The Monday Book – The Risen

Today’s review is by Paul Garrett

Bill and Eugene are brothers living with their widowed mother in Sylva, NC. One is destined to become a renown neurosurgeon. The other is destined to ruin his life with drink. But in 1969 that is all in the future, as the two boys, out for their usual Sunday afternoon fishing trip on the Tuckaseegee river, run across Ligeia, a party girl who is visiting from Daytona Beach. It is not a pleasure trip. She has been banished to the Appalachians by her parents who can’t cope with her wild ways. Ligeia ensnares the two boys; one a junior in high school and the other a college freshman, in a web of deceit and lawbreaking.

She suddenly disappears, only to just as suddenly reappear decades later to drive a wedge between the two men as they are made to face their past, the legacy of their overbearing Grandfather, and the tragic effect she has had on their lives.

In The Risen (Harper Collins, 2016) Ron Rash has written a book that moves like a kayak on the Class V rapids of a mountain river. He is known for writing close to the land and this book is no different, set deep in the Appalachians only a stone’s throw from the campus of Western Carolina University where he currently teaches.

Ligeia is named after a character in an Edgar Allen Poe story about a woman with strange powers who comes back from the dead.
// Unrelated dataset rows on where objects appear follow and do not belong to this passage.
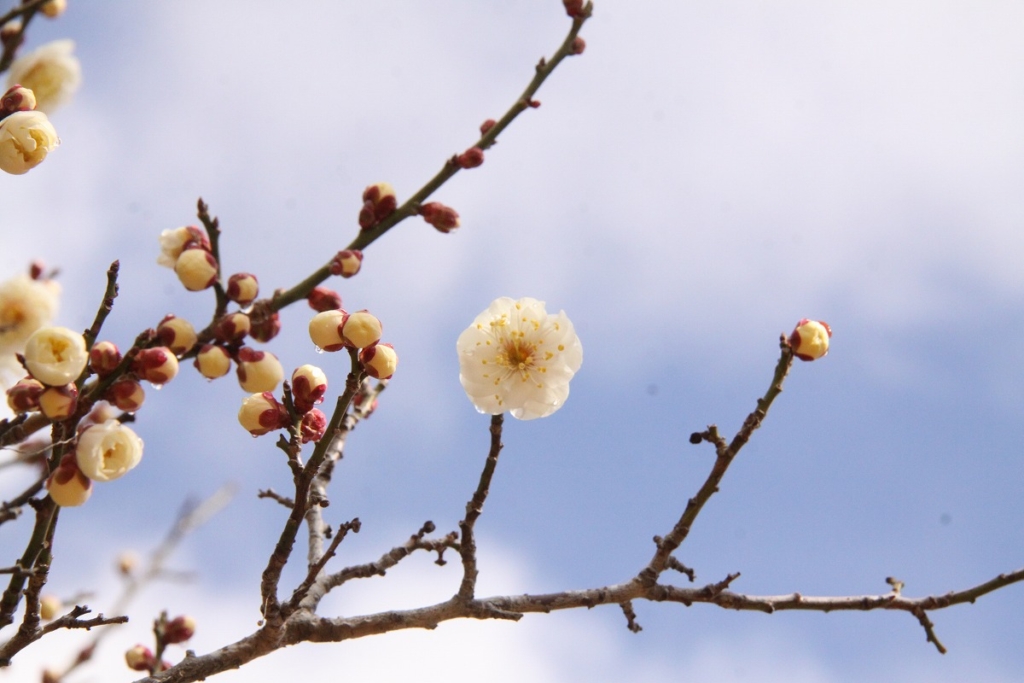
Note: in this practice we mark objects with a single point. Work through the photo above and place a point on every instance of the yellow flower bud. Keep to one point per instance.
(325, 330)
(259, 371)
(55, 355)
(197, 269)
(26, 138)
(213, 361)
(361, 329)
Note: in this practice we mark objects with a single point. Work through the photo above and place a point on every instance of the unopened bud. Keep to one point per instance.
(139, 658)
(258, 371)
(103, 357)
(177, 334)
(312, 427)
(470, 158)
(17, 98)
(127, 394)
(157, 366)
(261, 414)
(58, 402)
(53, 8)
(179, 629)
(360, 329)
(173, 242)
(322, 298)
(325, 330)
(308, 387)
(379, 360)
(442, 217)
(574, 8)
(213, 361)
(346, 262)
(10, 30)
(264, 328)
(378, 203)
(49, 605)
(197, 269)
(24, 396)
(231, 328)
(243, 288)
(810, 339)
(55, 355)
(67, 485)
(127, 561)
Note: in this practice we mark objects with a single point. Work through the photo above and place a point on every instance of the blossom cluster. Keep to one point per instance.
(38, 83)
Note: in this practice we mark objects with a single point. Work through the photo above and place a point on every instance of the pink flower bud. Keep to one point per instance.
(24, 396)
(213, 361)
(470, 158)
(17, 98)
(243, 288)
(308, 387)
(261, 414)
(346, 262)
(157, 366)
(58, 402)
(258, 371)
(139, 658)
(197, 269)
(177, 334)
(55, 355)
(325, 330)
(103, 357)
(179, 629)
(231, 328)
(442, 217)
(312, 427)
(378, 203)
(127, 394)
(322, 299)
(379, 360)
(67, 485)
(810, 339)
(264, 328)
(360, 329)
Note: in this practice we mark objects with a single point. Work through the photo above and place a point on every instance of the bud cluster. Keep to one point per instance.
(379, 202)
(26, 134)
(335, 330)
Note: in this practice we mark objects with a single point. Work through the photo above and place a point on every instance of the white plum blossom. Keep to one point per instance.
(26, 305)
(50, 71)
(108, 451)
(517, 357)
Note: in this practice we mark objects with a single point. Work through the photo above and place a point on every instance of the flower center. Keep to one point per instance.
(517, 355)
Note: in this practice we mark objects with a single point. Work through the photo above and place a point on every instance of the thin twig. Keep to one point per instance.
(473, 510)
(724, 457)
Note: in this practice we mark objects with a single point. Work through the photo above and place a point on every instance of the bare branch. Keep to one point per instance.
(473, 510)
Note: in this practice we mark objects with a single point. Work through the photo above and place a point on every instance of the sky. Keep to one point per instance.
(705, 175)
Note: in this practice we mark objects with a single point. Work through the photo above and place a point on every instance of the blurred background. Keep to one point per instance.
(704, 176)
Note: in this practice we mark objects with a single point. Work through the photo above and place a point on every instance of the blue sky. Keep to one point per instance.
(705, 175)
The Ligeia in this novel seems to have an allure which Eugene is powerless to resist. Her return has catastrophic consequences for both Eugene and his brother.
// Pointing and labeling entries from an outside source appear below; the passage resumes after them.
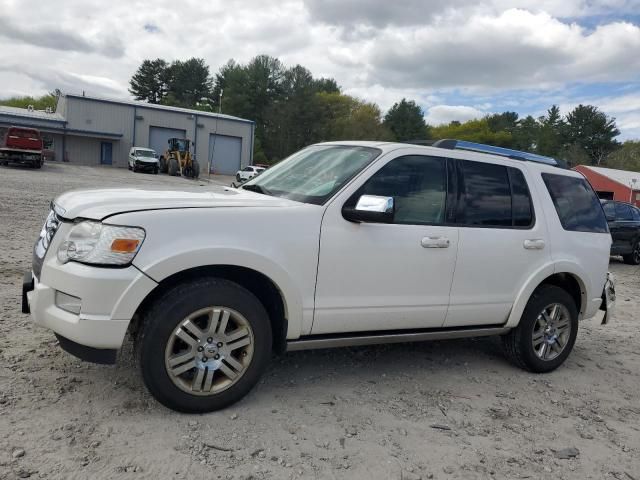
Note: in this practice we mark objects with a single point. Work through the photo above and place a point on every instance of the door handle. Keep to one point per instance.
(534, 244)
(435, 242)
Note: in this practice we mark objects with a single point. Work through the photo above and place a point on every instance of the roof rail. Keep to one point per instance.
(503, 152)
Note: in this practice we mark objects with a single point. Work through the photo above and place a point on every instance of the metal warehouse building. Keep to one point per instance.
(93, 131)
(612, 184)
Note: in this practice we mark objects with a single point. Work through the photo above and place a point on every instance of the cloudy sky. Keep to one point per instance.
(459, 59)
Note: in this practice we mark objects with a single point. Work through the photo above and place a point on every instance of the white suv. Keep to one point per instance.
(345, 243)
(143, 159)
(248, 172)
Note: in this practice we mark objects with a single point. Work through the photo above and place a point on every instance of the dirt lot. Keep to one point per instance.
(451, 409)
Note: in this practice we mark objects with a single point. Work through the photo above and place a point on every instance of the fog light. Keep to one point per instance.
(68, 303)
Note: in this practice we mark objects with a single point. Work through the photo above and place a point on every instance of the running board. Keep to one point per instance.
(364, 338)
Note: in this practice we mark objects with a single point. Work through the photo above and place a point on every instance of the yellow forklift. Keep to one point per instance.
(177, 160)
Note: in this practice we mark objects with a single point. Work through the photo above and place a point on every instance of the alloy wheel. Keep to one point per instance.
(551, 331)
(209, 351)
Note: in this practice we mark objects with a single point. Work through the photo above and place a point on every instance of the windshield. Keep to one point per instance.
(314, 174)
(144, 153)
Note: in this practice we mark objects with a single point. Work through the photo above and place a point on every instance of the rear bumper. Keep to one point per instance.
(608, 303)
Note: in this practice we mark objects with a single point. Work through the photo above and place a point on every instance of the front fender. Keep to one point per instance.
(163, 268)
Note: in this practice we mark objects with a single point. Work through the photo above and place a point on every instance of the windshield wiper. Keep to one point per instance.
(257, 189)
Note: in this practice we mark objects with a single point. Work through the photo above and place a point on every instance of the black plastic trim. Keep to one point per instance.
(105, 356)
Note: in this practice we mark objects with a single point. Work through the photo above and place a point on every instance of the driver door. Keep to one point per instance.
(388, 276)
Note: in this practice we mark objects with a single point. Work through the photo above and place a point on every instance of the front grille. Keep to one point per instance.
(49, 229)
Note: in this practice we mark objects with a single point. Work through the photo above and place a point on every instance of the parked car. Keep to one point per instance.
(23, 146)
(624, 224)
(345, 243)
(143, 160)
(248, 172)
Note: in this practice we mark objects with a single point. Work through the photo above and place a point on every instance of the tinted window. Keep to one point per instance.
(520, 199)
(623, 212)
(577, 205)
(609, 210)
(418, 186)
(486, 195)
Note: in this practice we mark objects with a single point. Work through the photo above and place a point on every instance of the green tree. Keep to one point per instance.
(150, 82)
(405, 120)
(525, 135)
(551, 133)
(38, 103)
(592, 131)
(189, 83)
(627, 157)
(343, 117)
(505, 121)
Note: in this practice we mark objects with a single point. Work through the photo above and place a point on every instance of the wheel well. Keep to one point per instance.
(571, 285)
(257, 283)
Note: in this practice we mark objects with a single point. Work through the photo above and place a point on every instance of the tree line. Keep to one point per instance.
(293, 109)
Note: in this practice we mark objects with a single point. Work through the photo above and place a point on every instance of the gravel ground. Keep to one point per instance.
(452, 409)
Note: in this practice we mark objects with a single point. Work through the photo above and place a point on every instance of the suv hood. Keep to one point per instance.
(98, 204)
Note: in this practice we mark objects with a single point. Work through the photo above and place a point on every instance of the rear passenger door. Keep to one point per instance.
(625, 229)
(500, 245)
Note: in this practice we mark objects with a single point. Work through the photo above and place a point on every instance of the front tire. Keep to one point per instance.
(204, 345)
(547, 331)
(633, 258)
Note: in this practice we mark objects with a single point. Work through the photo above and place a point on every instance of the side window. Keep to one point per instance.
(609, 210)
(623, 213)
(576, 203)
(486, 195)
(417, 184)
(521, 203)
With stories like Speckled Trout, Above the Waterfall, Saints at the River, and in my opinion, his best effort, One Foot in Eden, which is about the flooding of the idyllic Jocassee Valley by Duke Power Company (now Duke Energy) in 1972, bodies of water, especially rivers are a constant theme in Rash’s works. Water can symbolize many things in literature. In The Risen, the river seems to symbolize the fact that life is constantly moving in one direction only and even though one may recognize the mistakes of the past, it is impossible to go back and correct them no matter how hard they try. One has only to live with the consequences.